### Table of Contents

This page describes the *Stochastic Gradient Descent* (SGD) linear SVM solver. SGD minimizes directly the primal SVM objective (see Support Vector Machines (SVM)):

\[ E(\bw) = \frac{\lambda}{2} \left\| \bw \right\|^2 + \frac{1}{n} \sum_{i=1}^n \ell_i(\langle \bw,\bx\rangle) \]

Firts, rewrite the objective as the average

\[ E(\bw) = \frac{1}{n} \sum_{i=1}^n E_i(\bw), \quad E_i(\bw) = \frac{\lambda}{2} \left\| \bw \right\|^2 + \ell_i(\langle \bw,\bx\rangle). \]

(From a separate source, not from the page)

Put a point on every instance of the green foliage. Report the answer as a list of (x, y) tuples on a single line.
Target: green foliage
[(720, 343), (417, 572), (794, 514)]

Then SGD performs gradient steps by considering at each iteration one term \(E_i(\bw)\) selected at random from this average. In its most basic form, the algorithm is:

- Start with \(\bw_0 = 0\).
- For \(t=1,2,\dots T\):
- Sample one index \(i\) in \(1,\dots,n\) uniformly at random.
- Compute a subgradient \(\bg_t\) of \(E_i(\bw)\) at \(\bw_t\).
- Compute the learning rate \(\eta_t\).
- Update \(\bw_{t+1} = \bw_t - \eta_t \bg_t\).

Provided that the learning rate \(\eta_t\) is chosen correctly, this simple algorithm is guaranteed to converge to the minimizer \(\bw^*\) of \(E\).

# Convergence and speed

The goal of the SGD algorithm is to bring the *primal suboptimality* below a threshold \(\epsilon_P\):

\[ E(\bw_t) - E(\bw^*) \leq \epsilon_P. \]

If the learning rate \(\eta_t\) is selected appropriately, SGD can be shown to converge properly. For example, [26] show that, since \(E(\bw)\) is \(\lambda\)-strongly convex, then using the learning rate

\[ \boxed{\eta_t = \frac{1}{\lambda t}} \]

guarantees that the algorithm reaches primal-suboptimality \(\epsilon_P\) in

\[ \tilde O\left( \frac{1}{\lambda \epsilon_P} \right). \]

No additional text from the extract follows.